An unmarked van pulled up and three small kids were lifted out and thrust into our arms. The pilot, appearing out of nowhere, was shouting,
"We have to get out of here! Now!"
I ran toward the small propeller plane, with Molly hanging onto one hand and a small boy, maybe four?, holding onto the other. Peter was ahead of me with a baby in his arms, pulling along a trundling toddler.
"Strap your seat belts on painfully tight. There're hundred-mile-an-hour winds ahead. It's gonna be a rough ride!"
The plane was used for the transport of goods, so had only a few seats bolted haphazardly into the floor in no obvious pattern. As soon as all our buckles were fastened the plane was bumping down the runway. The small boy dropped his own toy plane and watched unhappily as it skidded away, clattering over the metal grate of the floor, and crashed into a bulkhead in the back. I couldn't reach it, as we slanted up, bouncing into dark sky, but tried to reassure him that we'd get it. The baby began to cry. These kids' mom, we were told, had been found drunk in a snow bank.
When we landed in Inuvik, Molly and I got to head for a B&B, but Peter had to accompany our charges to their new homes. They were being split up. On this Christmas, these Inuit children would start a new life with white families, in a new town—without their mom, without their brothers and sisters, without their extended family, without their community, without their culture. When Peter returned his face was ashen.

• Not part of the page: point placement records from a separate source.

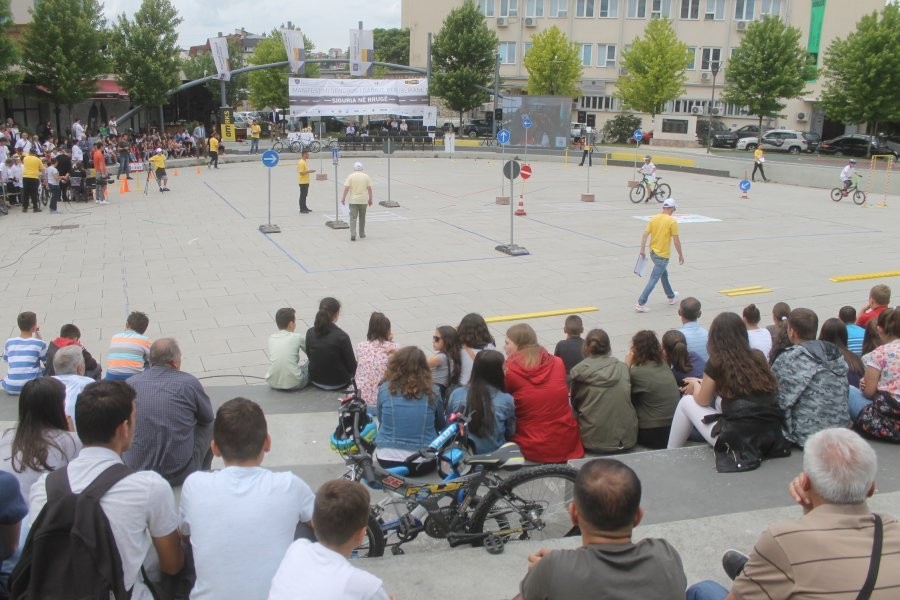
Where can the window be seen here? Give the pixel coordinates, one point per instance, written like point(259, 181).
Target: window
point(637, 9)
point(584, 8)
point(606, 55)
point(559, 8)
point(693, 64)
point(708, 56)
point(715, 9)
point(743, 10)
point(661, 9)
point(690, 9)
point(486, 7)
point(507, 53)
point(770, 7)
point(586, 54)
point(534, 8)
point(509, 8)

It's a big debate: when are parents judged unfit for parenting, and by whom, and what then, and will that be better? Certainly there are terrible parents who physically and sexually abuse and are drunken, drugged and neglectful. The Kaufmans out sailing on the Pacific, however, with their love of adventure and hopes, I imagine, to raise their daughters to feel that much in their lives will be possible, even crossing an ocean, would not seem to fit into this category.

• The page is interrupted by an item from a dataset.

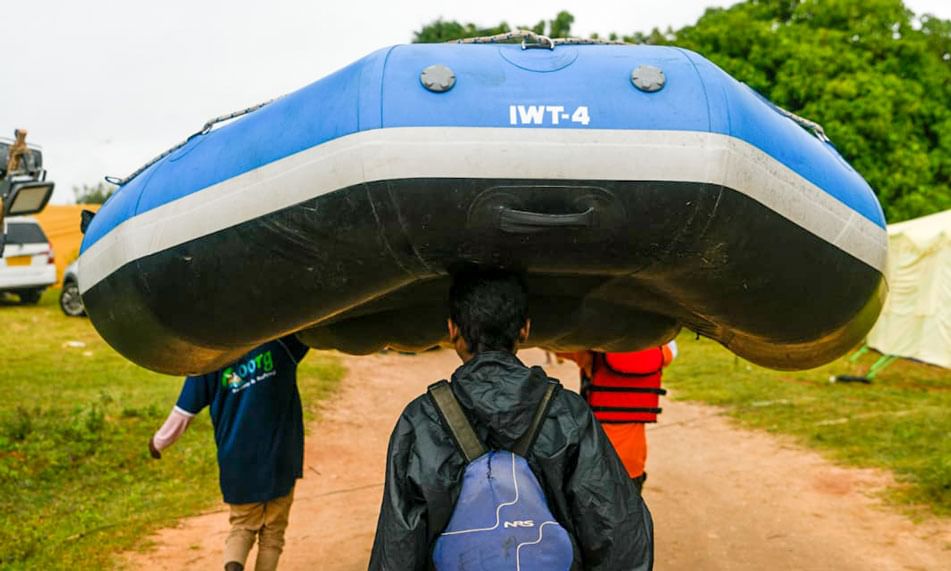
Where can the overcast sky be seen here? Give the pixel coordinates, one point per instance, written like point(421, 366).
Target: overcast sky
point(104, 85)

On that plane, bucking and dropping in the night, the needs of my dance performance suddenly seemed ridiculous, compared to endangering our daughter. We could have crashed. In the best-case scenario we'd have been the beneficiaries of an expensive rescue, like Charlotte and her family out on the Pacific. In retrospect, I would say we made a stupid choice. But I'm not talking about the choice to go way out. I'm talking about the choice to allow our grid-locked, time-clocked world, our world of career ambitions, run our lives, rather than listening to nature. Nature will always outdo us in the end.
But then we all make poor choices, for the wrong reasons; or sometimes, good choices that have risks attached and go awry. Hopefully we learn something and figure out how to make a better choice next time.
Charlotte's blog, Rebel Heart, March 26 (Day 8 at sea—clearly she's already letting go of the time-grid because her dating is funky): "I stepped out into the cockpit and turned slowly in a complete circle. All around me is water. Not still-standing water, like in a bathtub. The waves are alive. They are on a mission. They roll heavily southward, determined to get to an equatorial shore somewhere, or even further along towards Chile and the Antarctic. And the waves provide no exit or short cuts; we cannot get off this boat. There are no rest stops. No Holiday Inns. We can’t stop at a friend’s house. No Grand Slam breakfasts at Denny’s or Blizzard cones at Dairy Queen. We can’t walk into the waves. The only way to move is forward, or in our current trajectory, westward. If something breaks, we must fix it. The girls have no one to talk to but each other, and me and Eric."
Now there's an experience that would instill wonder, inspire awe, and teach resilience. I would hope I could offer my kids those kinds of experiences, if not in exactly that way. And yes there's the risk. Most of us aren't going to take a risk that big. But the fact that others do, helps us push our own boundaries, if only a little bit.